Les dirigeants irakiens ont émis une mise en garde contre les dangers d'une guerre civile, à la suite de l'attentat mené mercredi contre le mausolée de Samarra, l'un des principaux lieux saints chiites du pays, situé au nord de Bagdad.
Après l'attentat contre un mausolée chiite sacré à Samarra, 6 sunnites, dont 3 imams, ont été assassinés, tandis que 27 mosquées sunnites ont été attaquées à Bagdad.
Des hommes armés sont entrés dans le mausolée à l'aube, ont neutralisé les policiers qui gardaient le lieu, puis ont fait exploser deux bombes avant de prendre la fuite.
L'attentat n'a fait aucune victime, mais a lourdement endommagé l'édifice, chef-d'oeuvre architectural islamique vieux de 1200 ans. Le dôme en or et le revêtement en mosaïque turquoise ont été totalement détruits. Lieu de pèlerinage, le mausolée abrite les tombes des dixième et onzième imams vénérés par les chiites, Ali al-Hadi (827-868) et Hassan Al-Askari (845- 872).
Nombreux actes de représailles antisunnites
Des milliers de personnes sont descendues dans les rues de plusieurs villes pour dénoncer l'attentat contre le mausolée, notamment dans les villes saintes chiites de Najaf et de Kerbala.
Mais c'est dans le quartier bagdadi de Sadr City et à Samarra que la foule était la plus nombreuse et la colère plus vive.

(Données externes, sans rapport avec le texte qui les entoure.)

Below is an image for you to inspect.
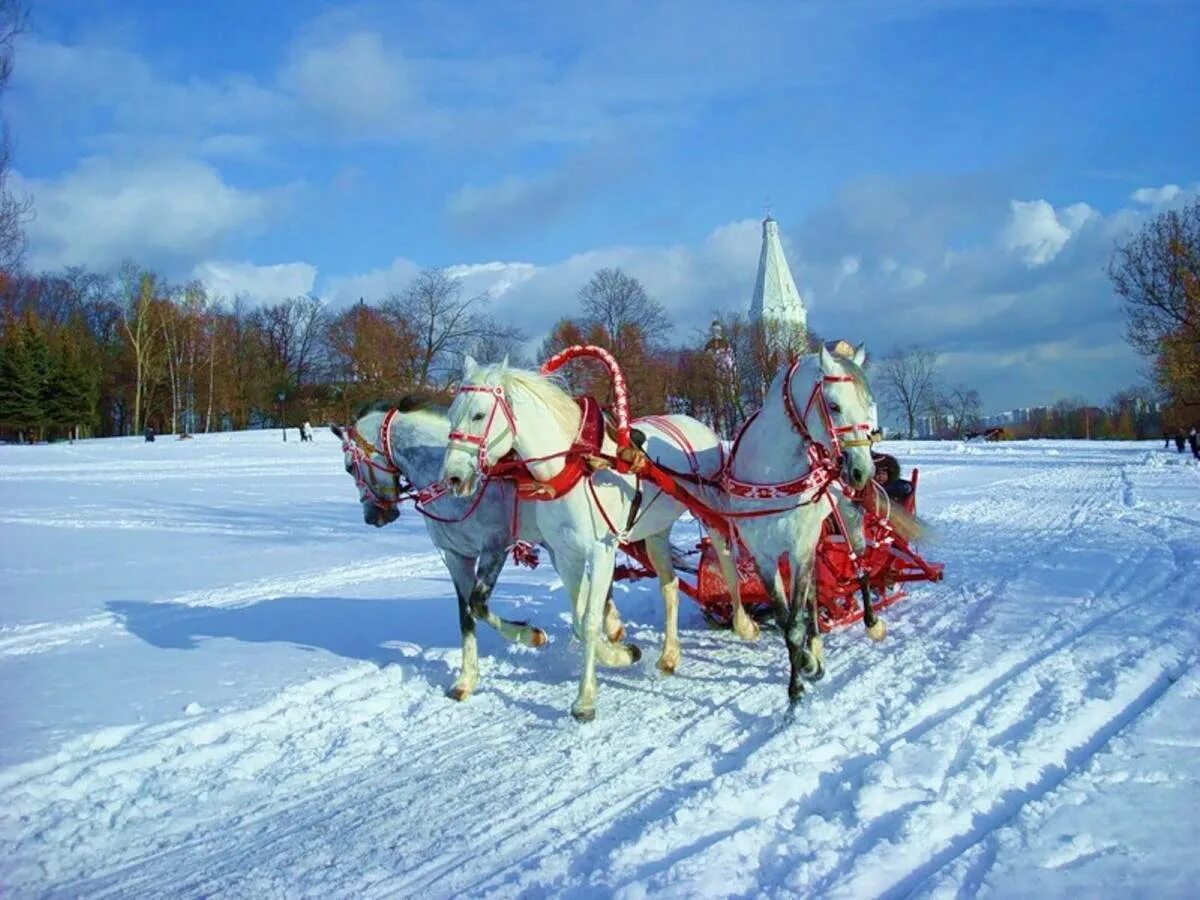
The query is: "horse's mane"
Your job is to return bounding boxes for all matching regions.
[806,353,874,407]
[354,394,448,420]
[481,365,580,436]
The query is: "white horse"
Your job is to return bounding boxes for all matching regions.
[332,397,554,700]
[726,346,876,703]
[442,356,739,721]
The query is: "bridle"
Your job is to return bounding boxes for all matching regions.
[784,359,880,463]
[449,384,517,475]
[342,409,416,509]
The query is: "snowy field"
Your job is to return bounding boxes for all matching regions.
[0,431,1200,898]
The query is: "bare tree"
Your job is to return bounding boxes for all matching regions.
[118,263,157,434]
[941,385,983,439]
[1108,199,1200,403]
[0,0,34,269]
[580,269,671,359]
[253,296,325,391]
[383,269,496,388]
[871,347,938,436]
[469,316,526,366]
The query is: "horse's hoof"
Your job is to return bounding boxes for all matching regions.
[796,650,824,682]
[733,616,762,641]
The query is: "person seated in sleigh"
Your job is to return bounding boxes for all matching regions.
[871,450,912,503]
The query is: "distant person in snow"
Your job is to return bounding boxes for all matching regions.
[871,450,912,503]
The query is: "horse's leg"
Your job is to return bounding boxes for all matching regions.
[442,550,479,700]
[788,557,824,682]
[646,530,680,674]
[755,553,811,706]
[604,584,625,643]
[707,528,760,641]
[469,551,547,647]
[559,542,602,722]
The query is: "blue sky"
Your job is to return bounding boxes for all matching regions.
[5,0,1200,409]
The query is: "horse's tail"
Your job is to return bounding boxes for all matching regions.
[871,485,929,544]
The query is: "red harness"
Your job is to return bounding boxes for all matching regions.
[342,409,414,509]
[450,384,604,500]
[720,359,871,503]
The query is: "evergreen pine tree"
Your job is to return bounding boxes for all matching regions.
[0,328,42,433]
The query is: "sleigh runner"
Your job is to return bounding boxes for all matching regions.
[542,346,943,631]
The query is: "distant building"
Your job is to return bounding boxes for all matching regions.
[750,216,809,355]
[704,319,736,373]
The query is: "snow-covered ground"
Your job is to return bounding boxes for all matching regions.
[0,432,1200,898]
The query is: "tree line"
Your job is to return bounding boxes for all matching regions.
[1108,198,1200,431]
[0,264,532,440]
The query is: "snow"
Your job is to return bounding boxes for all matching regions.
[0,432,1200,898]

Des dizaines de mosquées sunnites ont été prises pour cible lors de manifestations qui se sont tenues à travers le pays.
Selon le ministère irakien de l'Intérieur, six sunnites, dont trois imams, ont été assassinés tandis que 27 mosquées et le siège d'un parti sunnite ont été attaqués à Bagdad. Un imam a également été enlevé à Bagdad.
Par ailleurs, un groupe d'hommes armés et portant l'uniforme de la police a enlevé onze détenus égyptiens et saoudiens dans une prison de Bassorah, dans le sud du pays. Dix d'entre eux ont été tués, mais on ignore pour l'instant si l'assassinat de ces prisonniers, qui étaient détenus pour des actes de terrorisme, est un geste de représailles.
Appels au calme
Soucieuses d'éviter une guerre civile entre chiites et sunnites, les autorités politiques et religieuses ont lancé des appels au calme.
Le premier ministre irakien, Ibrahim Al-Jaafari, a annoncé un deuil national de trois jours et a exhorté la population à « empêcher les terroristes de briser l'unité nationale ». Le président Jalal Talabani a aussi appelé la population à l'unité et à ne pas se laisser entraîner par ses passions.
Pour sa part, la plus haute autorité chiite du pays, l'ayatollah Ali Sistani, a décrété un deuil d'une semaine. Comme d'autres dirigeants chiites, il a en outre appelé sa communauté à la retenue et à ne pas s'attaquer aux mosquées sunnites.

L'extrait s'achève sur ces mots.